See https://godbolt.org/z/P4Y89hsj4
I guess we need at least RefinementSteps = 1 for correntness when Reciprocal == 0.

That seems like a more general bug. The same issue happens if you force the estimate steps for floating point https://godbolt.org/z/vK8eab8zP

I see. But I'm not sure if it is bug or by design. Maybe need an assertion?

I think this is a weird interface quirk. The caller interprets returning RefinementSteps = 0 to mean that all needed code has been created and nothing should be done. Theoretically a target could have its own way of handling it without the final FMUL the target independent code inserts.
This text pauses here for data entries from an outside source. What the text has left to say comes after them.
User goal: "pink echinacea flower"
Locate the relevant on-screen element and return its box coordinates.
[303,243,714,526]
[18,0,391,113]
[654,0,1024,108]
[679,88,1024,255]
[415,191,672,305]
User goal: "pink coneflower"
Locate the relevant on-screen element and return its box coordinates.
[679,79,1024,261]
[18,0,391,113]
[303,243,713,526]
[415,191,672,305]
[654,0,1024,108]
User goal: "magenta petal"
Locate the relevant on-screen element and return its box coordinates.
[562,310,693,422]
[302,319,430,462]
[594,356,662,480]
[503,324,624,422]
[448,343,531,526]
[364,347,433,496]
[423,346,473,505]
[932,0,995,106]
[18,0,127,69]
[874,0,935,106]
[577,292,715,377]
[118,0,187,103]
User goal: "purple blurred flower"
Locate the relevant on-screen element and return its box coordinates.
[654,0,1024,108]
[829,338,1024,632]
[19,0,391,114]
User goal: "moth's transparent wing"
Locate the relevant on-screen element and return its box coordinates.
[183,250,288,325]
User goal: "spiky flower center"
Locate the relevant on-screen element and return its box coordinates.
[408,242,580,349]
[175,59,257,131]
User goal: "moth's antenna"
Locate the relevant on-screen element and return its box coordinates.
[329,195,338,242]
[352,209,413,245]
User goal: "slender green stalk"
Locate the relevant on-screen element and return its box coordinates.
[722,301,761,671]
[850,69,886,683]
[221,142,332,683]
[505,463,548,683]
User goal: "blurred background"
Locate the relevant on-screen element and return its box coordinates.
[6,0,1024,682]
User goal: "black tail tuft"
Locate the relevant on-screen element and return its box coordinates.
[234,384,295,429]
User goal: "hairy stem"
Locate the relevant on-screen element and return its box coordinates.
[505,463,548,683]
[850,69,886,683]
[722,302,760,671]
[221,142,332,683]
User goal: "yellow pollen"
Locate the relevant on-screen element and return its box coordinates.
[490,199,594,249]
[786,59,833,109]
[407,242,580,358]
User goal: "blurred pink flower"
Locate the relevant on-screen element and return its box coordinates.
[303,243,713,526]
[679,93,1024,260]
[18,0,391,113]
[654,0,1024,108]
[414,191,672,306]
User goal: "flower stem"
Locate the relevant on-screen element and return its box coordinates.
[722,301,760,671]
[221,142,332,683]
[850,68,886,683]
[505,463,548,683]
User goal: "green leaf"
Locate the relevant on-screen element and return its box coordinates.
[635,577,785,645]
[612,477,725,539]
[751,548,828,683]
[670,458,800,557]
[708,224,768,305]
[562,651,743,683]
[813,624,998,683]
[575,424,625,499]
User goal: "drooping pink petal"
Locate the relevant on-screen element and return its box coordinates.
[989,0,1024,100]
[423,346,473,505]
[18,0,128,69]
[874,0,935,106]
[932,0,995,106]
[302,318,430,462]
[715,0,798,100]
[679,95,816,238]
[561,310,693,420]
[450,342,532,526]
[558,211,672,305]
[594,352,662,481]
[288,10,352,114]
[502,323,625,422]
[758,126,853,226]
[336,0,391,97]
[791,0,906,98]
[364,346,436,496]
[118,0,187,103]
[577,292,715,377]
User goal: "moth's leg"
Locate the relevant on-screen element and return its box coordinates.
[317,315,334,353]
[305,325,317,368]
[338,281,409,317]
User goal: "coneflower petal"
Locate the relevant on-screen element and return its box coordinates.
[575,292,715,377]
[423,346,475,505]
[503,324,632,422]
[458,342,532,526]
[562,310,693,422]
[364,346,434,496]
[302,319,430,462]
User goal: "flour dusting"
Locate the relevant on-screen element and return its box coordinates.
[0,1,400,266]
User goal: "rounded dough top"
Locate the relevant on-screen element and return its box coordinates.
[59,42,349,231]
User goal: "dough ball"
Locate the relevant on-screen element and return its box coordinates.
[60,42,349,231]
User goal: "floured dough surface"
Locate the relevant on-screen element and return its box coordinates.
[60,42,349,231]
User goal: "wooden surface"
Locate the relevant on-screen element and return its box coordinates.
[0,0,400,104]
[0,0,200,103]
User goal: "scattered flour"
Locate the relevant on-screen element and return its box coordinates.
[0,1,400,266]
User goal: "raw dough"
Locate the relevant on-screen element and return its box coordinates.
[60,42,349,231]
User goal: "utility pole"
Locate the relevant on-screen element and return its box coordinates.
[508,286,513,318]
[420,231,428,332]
So I think X86 should either insert the final FMUL itself or not do the reciprocal approximation for non-reciprocal if RefinementSteps is 0. NVPTXTargetLowering::getSqrtEstimate does the latter.

pengfei updated this revision to Diff 390577.Nov 29 2021, 11:10 PM

So I think X86 should either insert the final FMUL itself or ...

Insert a FMUL. Thanks Craig!

What's the correctness issue? It's fast math so the answer isn't required to be exact.

See https://godbolt.org/z/P4Y89hsj4
I guess we need at least RefinementSteps = 1 for correntness when Reciprocal == 0.

That seems like a more general bug. The same issue happens if you force the estimate steps for floating point https://godbolt.org/z/vK8eab8zP

I see. But I'm not sure if it is bug or by design. Maybe need an assertion?

I think this is a weird interface quirk. The caller interprets returning RefinementSteps = 0 to mean that all needed code has been created and nothing should be done. Theoretically a target could have its own way of handling it without the final FMUL the target independent code inserts. So I think X86 should either insert the final FMUL itself or not do the reciprocal approximation for non-reciprocal if RefinementSteps is 0. NVPTXTargetLowering::getSqrtEstimate does the latter.

That looks like a long-standing bug for x86. I don't remember if that was a design flaw originally or if the code evolved to handle more patterns, and we just missed that problem.
Better to add the tests first, add the code to fix the bug, then add the code to bypass for f16?

llvm/test/CodeGen/X86/avx512fp16vl-intrinsics.ll
972

Does it make sense to add a scalar test too?

define half @sqrt_half_fast(half %a0, half %a1) {
  %1 = call fast half @llvm.sqrt.f16(half %a0)
  ret half %1
}
pengfei abandoned this revision.Nov 30 2021, 10:05 PM
pengfei marked an inline comment as done.

Break it into 3 patches: rG65a3de91ab3e, D114843 and D114844.